Sinn Fein Wins Majority in N. Ireland Local Elections

Reuters
Vice President of Sinn Fein Michelle O’Neill arrives to cast her vote at a polling station during local elections in Coalisland, Northern Ireland, on Thursday.

BELFAST (AFP-Jiji) — Pro-Ireland party Sinn Fein won the largest number of local council seats in Northern Ireland on Saturday, outstripping pro-U.K. unionist rivals in a historic first for the province.

By a wide margin of gains, the party supplanted the Democratic Unionist Party (DUP) as the dominant force in local government in the region created just over 100 years ago to ensure a pro-U.K. majority.

Sinn Fein, the former political wing of the paramilitary IRA, had won 143 of 462 seats across Northern Ireland’s 11 local councils with just six seats left to declare.

For 15 months, the DUP has boycotted Northern Ireland’s devolved government over its opposition to post-Brexit trade arrangements, paralyzing its power-sharing institutions at Stormont.

Sinn Fein leader Michelle O’Neill called the result “momentous,” telling the BBC her party’s campaign had “resonated with the electorate.”

The strong showing by Sinn Fein follows its unprecedented win in elections to Stormont one year ago where it also replaced the DUP as the biggest party in the assembly.

The recent campaign over local services like waste collection and leisure services was dominated by the question of whether the DUP would return to the executive.

O’Neill said in the wake of the election result, Sinn Fein would “double down in terms of getting an executive restored.”
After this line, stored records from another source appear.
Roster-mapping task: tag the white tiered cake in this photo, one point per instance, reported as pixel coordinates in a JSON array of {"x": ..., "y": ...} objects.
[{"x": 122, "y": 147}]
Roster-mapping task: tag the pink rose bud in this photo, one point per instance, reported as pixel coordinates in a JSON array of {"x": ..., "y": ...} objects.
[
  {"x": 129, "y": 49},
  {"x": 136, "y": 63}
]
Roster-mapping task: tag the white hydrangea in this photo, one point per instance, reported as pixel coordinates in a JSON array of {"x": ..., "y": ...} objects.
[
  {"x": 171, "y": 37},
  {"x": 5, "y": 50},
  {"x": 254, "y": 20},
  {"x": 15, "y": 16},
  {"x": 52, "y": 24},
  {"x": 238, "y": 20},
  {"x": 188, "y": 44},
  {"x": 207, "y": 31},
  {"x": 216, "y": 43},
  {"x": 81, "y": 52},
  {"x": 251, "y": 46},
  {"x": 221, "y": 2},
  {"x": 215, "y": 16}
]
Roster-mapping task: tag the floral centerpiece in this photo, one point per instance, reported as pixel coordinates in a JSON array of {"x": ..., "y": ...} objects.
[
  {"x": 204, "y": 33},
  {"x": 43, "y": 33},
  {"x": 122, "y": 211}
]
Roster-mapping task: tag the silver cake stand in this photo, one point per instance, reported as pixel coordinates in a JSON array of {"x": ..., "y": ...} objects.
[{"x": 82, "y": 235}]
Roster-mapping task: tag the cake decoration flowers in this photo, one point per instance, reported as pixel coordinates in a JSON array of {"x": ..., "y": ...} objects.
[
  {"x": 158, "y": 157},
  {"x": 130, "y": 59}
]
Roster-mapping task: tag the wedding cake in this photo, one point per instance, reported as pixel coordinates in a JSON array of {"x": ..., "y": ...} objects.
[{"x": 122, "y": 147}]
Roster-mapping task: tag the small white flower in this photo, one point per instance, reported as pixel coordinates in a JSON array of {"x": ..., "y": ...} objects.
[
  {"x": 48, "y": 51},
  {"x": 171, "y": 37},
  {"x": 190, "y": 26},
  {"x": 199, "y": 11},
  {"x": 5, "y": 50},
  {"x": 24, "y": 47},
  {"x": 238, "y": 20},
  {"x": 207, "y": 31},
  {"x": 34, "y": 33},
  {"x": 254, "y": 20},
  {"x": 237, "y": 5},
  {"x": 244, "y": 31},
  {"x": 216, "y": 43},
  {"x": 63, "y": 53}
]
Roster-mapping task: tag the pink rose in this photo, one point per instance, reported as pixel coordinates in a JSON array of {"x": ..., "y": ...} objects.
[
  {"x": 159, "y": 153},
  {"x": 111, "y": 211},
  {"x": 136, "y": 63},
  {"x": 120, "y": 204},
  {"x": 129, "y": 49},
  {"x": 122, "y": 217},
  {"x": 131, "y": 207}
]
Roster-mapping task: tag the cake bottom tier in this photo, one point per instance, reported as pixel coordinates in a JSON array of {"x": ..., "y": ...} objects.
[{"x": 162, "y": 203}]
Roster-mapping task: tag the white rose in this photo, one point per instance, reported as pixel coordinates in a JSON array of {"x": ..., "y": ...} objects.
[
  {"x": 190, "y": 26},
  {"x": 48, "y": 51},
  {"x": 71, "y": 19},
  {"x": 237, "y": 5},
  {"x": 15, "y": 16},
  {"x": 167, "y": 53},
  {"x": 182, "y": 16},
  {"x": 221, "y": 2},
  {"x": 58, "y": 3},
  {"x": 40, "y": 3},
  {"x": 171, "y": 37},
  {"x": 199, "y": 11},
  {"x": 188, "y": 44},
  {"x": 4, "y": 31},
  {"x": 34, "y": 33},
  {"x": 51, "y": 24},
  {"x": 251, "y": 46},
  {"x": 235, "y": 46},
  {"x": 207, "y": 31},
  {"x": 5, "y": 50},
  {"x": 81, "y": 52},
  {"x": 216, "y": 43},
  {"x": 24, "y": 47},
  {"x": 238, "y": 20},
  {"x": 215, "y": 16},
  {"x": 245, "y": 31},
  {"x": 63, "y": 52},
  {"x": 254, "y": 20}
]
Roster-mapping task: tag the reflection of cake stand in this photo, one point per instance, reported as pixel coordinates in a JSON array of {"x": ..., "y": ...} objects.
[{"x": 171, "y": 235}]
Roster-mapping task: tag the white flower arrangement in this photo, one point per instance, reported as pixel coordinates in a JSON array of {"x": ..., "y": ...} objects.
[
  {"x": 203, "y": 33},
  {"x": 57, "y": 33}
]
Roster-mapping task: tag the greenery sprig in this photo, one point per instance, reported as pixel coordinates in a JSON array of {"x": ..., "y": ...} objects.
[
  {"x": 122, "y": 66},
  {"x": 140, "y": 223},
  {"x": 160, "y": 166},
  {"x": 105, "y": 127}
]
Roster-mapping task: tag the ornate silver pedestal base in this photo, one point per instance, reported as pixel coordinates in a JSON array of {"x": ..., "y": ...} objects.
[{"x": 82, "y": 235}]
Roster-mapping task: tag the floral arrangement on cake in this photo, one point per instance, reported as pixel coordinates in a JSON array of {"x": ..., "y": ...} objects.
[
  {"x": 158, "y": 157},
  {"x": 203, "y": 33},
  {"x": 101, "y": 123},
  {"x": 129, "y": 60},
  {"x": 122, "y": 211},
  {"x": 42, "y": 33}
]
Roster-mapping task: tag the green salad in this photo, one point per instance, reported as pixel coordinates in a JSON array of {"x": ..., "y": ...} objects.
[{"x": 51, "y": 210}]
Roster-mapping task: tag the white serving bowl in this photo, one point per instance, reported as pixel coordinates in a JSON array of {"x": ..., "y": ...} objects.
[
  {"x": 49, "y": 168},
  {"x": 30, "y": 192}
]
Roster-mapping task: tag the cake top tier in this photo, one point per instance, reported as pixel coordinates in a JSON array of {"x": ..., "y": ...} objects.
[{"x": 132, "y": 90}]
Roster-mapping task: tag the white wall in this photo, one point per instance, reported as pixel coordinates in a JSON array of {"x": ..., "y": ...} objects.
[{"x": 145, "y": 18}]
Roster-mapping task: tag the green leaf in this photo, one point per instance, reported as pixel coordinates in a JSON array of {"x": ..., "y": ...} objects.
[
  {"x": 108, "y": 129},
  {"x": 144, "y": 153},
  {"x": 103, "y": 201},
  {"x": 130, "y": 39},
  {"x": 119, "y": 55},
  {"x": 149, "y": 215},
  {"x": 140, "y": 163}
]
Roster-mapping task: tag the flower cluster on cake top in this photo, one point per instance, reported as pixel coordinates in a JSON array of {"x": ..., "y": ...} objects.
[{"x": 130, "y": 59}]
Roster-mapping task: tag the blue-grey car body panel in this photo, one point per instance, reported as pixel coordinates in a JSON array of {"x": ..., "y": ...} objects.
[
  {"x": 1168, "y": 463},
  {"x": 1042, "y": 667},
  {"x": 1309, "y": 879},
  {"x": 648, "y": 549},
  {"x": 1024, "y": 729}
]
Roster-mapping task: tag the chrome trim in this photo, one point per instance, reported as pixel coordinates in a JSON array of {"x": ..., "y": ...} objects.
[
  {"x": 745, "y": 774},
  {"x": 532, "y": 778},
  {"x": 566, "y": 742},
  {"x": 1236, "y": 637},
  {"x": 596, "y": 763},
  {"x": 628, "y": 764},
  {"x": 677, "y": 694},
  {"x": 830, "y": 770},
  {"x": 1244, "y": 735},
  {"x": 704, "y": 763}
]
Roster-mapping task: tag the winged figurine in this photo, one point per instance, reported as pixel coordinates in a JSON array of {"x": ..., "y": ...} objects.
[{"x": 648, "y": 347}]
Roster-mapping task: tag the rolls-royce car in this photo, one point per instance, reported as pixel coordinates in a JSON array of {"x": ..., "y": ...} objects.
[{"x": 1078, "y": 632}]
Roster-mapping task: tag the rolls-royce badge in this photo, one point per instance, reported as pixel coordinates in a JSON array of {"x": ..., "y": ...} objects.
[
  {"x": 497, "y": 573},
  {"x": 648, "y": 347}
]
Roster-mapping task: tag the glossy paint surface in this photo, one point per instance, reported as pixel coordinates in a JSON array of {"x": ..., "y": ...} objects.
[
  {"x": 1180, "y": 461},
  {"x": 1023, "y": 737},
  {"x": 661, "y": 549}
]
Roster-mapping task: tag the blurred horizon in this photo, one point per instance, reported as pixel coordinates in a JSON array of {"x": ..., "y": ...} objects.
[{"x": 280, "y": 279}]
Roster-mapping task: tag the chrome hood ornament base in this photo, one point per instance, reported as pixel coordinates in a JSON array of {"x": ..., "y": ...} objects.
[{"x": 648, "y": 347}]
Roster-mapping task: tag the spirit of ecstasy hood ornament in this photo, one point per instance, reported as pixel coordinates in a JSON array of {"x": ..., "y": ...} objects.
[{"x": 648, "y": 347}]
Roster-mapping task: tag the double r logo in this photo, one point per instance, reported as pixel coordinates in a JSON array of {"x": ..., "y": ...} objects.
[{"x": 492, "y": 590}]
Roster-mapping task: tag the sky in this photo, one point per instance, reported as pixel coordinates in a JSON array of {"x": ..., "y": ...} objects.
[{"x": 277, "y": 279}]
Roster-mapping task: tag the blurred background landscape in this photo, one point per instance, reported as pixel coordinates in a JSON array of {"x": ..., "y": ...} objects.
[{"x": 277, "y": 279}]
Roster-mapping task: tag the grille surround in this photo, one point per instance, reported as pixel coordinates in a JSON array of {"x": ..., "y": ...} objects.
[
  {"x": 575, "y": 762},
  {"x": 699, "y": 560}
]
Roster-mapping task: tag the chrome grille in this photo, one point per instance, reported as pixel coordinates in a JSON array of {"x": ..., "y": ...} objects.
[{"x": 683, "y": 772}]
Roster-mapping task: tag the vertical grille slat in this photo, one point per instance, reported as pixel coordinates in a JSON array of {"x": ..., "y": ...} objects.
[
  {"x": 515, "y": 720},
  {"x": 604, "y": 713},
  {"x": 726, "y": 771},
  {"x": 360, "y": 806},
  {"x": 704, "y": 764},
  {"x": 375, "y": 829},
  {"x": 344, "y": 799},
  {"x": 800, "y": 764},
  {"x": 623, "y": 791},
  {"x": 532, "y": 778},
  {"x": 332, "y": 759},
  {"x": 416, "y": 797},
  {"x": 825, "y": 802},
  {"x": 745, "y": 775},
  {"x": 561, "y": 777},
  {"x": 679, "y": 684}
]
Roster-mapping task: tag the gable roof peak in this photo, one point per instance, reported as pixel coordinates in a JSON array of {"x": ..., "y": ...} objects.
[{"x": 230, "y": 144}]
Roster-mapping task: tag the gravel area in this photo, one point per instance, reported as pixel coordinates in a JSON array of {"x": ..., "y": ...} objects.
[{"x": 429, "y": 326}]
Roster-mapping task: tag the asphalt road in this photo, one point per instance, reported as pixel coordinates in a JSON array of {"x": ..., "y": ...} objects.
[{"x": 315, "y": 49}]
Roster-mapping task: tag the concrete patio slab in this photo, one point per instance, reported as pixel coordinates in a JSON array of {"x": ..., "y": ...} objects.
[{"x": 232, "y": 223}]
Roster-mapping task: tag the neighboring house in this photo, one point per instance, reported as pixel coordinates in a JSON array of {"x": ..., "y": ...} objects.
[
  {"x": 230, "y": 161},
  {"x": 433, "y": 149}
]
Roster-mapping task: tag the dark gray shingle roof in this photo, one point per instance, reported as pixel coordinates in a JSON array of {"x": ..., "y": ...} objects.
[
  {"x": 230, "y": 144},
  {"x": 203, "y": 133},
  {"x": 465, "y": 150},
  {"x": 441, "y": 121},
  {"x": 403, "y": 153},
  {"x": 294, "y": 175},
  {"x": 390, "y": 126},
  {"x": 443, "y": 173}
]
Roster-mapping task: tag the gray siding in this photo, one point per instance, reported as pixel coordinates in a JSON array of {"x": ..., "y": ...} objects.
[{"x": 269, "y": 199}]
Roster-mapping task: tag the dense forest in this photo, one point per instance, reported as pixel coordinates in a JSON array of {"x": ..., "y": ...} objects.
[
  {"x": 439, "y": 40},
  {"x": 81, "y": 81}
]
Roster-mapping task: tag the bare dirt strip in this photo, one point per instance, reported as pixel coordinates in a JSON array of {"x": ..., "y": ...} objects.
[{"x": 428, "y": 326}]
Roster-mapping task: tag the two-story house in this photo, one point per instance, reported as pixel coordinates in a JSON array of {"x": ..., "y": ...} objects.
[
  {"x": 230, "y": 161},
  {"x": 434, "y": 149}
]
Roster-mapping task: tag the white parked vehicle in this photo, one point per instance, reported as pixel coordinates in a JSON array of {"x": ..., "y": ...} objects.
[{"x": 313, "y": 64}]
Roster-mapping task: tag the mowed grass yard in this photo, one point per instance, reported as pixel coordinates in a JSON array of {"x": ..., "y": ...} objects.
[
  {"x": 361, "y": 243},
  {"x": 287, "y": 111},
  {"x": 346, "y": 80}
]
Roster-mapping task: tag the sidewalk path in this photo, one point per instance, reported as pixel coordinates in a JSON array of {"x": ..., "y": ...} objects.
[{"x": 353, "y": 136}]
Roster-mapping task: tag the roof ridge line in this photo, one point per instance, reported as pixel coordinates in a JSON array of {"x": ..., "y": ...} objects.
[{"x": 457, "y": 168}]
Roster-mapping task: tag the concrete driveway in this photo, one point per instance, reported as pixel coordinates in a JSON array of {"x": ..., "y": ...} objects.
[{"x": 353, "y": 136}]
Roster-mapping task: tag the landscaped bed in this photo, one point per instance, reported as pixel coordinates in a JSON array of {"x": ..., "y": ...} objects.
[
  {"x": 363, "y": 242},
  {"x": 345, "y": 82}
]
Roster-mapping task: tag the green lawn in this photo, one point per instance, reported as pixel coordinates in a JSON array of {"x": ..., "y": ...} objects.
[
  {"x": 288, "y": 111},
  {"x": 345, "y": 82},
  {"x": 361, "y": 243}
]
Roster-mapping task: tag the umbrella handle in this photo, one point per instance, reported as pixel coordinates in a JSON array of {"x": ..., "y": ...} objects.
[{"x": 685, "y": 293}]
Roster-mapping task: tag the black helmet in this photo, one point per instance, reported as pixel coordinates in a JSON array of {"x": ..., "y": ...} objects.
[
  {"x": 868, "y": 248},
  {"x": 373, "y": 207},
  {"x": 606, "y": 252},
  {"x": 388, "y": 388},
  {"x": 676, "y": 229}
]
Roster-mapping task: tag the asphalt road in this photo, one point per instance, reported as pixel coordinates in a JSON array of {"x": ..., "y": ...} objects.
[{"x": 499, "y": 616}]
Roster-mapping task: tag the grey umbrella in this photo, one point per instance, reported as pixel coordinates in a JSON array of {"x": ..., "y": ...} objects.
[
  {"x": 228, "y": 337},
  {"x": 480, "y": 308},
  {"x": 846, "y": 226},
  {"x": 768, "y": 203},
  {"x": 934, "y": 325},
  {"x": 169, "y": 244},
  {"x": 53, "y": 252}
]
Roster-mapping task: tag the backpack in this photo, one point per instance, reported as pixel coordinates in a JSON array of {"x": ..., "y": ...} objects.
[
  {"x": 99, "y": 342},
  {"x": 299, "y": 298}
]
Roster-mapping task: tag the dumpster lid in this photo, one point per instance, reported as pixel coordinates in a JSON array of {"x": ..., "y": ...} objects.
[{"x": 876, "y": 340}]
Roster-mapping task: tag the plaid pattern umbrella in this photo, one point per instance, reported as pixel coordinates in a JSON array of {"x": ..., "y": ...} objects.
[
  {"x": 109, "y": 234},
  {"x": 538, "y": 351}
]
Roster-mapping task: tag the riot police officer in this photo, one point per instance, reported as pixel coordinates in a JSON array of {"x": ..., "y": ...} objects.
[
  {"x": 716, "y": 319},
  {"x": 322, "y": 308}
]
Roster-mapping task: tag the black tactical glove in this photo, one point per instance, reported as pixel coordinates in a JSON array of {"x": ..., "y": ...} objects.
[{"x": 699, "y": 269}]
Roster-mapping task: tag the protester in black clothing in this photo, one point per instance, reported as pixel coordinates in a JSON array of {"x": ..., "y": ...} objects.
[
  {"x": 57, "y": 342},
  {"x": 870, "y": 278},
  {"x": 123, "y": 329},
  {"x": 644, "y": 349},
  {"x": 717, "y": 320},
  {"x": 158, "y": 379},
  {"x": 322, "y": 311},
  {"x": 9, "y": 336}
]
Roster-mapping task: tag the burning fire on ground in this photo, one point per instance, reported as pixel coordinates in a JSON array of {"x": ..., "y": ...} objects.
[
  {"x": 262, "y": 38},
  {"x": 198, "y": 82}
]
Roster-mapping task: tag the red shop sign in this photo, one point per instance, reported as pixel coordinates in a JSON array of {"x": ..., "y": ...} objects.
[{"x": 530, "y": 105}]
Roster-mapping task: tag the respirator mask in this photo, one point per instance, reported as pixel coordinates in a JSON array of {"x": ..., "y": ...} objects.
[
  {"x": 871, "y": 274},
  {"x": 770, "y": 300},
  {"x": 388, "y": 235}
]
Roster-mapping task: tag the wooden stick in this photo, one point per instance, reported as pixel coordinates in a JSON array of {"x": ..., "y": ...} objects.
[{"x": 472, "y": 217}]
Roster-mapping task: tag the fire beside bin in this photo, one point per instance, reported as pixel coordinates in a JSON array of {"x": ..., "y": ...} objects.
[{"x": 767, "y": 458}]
Earlier, she called on the British and Irish governments to “get engaged” and create “a plan now for a way back to a restored executive.”

DUP leader Jeffrey Donaldson defended his party’s result saying its vote had “held up well.”

With the last seats left to declare, the pro-U.K. party had secured 122 seats, equaling its numbers in the last local elections in 2019.

Donaldson attributed Sinn Fein’s success to the “collapse” of its nationalist, pro-Ireland rival, the Democratic Social and Labour Party (SDLP).

In February last year, the DUP withdrew from the devolved government at Stormont in opposition to the so-called Northern Ireland Protocol.

It has argued that new trading rules after Britain’s departure from the European Union drive a wedge between the Northern Ireland and the rest of the U.K.

The DUP also claims the protocol, which keeps Northern Ireland under EU trade rules and creates a defacto trade border in the Irish Sea, makes Sinn Fein’s goal of a unified Ireland more likely.